I have finally packed up my bags
taken one last look around
switched off the light
and walked out of that monstrous
lovable thing entangled now,
forever in my heart
and perceptions of the world.
Leaving West Africa
was the sound of velcro ripping
apart, the smell of grease and smog more
beautiful, the noise and grit of public and poor
now a colorful and painless thorn in my side.
The day I flew away, the golden red sun sat
heavily over Accra's smoke, its lidless disc so flat
against a blue cloudless sky. Fat ladies in bright color,
their homes stacked on heads bobbed
through the city dust to its unharmonious pulse.
The static of chaos
and public life crawled through the streets,
inside and quiet only to sleep.
A jet named Leonardo Da Vinci carried me
not home, but first to Rome where the beauty eyed men
were like butter on my tounge; sweet and indulgent looks.
grazie, arrivaderci, arrivo un attimo, ciao bella... the words milled the air into a thousand tiny tingling melodies.
I saw the espresso bars and my heart lurched,
longing this to be my home, as it once was.
But my home is not a place, it is not my final destination
on flight 209 today. It is all of the pieces of people
that reside in my bones
now that they've come and gone
and will come again in multifarious colors.

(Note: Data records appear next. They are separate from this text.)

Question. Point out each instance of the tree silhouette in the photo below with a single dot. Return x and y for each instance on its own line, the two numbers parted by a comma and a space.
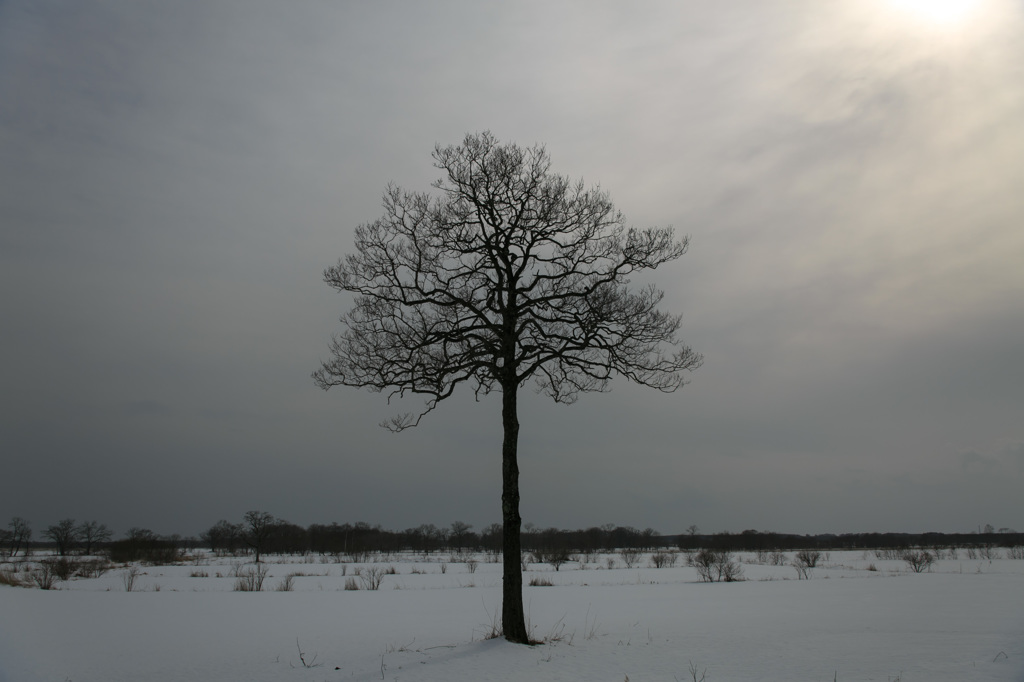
509, 272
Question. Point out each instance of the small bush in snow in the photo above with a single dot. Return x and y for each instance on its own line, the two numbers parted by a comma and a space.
128, 577
630, 556
251, 579
715, 566
919, 560
662, 559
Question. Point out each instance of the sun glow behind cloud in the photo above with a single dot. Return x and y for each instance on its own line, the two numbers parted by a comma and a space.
938, 12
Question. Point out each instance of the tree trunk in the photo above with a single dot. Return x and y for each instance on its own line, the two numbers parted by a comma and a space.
513, 619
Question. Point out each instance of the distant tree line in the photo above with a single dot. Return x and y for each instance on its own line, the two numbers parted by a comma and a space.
259, 534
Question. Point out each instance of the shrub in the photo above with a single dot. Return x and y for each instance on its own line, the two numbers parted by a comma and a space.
61, 568
805, 561
715, 565
128, 577
371, 577
662, 559
630, 556
251, 579
919, 560
8, 578
44, 577
92, 567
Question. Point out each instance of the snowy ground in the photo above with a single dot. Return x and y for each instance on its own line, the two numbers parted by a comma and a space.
962, 621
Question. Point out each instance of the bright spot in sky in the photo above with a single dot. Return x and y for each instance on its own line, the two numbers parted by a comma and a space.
943, 12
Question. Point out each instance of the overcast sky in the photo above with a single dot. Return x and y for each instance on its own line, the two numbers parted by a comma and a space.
174, 177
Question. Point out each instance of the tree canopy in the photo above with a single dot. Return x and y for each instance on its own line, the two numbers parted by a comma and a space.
508, 272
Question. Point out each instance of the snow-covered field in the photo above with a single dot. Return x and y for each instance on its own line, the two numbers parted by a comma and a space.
430, 620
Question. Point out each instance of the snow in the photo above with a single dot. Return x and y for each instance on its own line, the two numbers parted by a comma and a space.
962, 621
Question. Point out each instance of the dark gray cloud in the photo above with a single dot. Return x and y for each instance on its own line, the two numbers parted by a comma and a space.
174, 176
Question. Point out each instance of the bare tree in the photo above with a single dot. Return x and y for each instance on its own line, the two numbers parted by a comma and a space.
458, 534
91, 534
19, 536
509, 273
256, 528
64, 535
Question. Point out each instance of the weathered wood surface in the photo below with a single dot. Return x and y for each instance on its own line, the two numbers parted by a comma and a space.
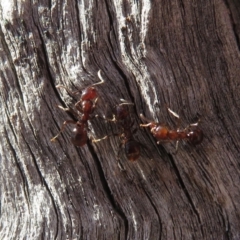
181, 53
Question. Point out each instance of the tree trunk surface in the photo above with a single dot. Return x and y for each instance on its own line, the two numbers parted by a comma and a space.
181, 54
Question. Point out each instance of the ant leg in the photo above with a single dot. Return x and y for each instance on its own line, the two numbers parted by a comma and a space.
99, 139
62, 129
192, 125
145, 125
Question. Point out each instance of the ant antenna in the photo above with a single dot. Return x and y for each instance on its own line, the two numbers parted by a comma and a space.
124, 102
144, 118
100, 77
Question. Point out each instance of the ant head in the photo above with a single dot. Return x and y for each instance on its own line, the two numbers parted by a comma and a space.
195, 136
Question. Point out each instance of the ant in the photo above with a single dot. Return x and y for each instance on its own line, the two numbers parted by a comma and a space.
85, 106
122, 117
162, 133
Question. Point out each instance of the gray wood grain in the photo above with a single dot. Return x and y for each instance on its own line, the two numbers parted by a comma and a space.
181, 54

I am them and they are me and my home
is a flight of the world,
back and forth between the safe abodes of belonging.
Belonging only occurs without place.
The wings lift over grey fog and the ocean
interrupted by city sprawl, legs of a mechanized spider
flattened into terra. Now white, and it is gone
just the roar of kinetics and steel and the air,
that empty space where I am neither here nor there.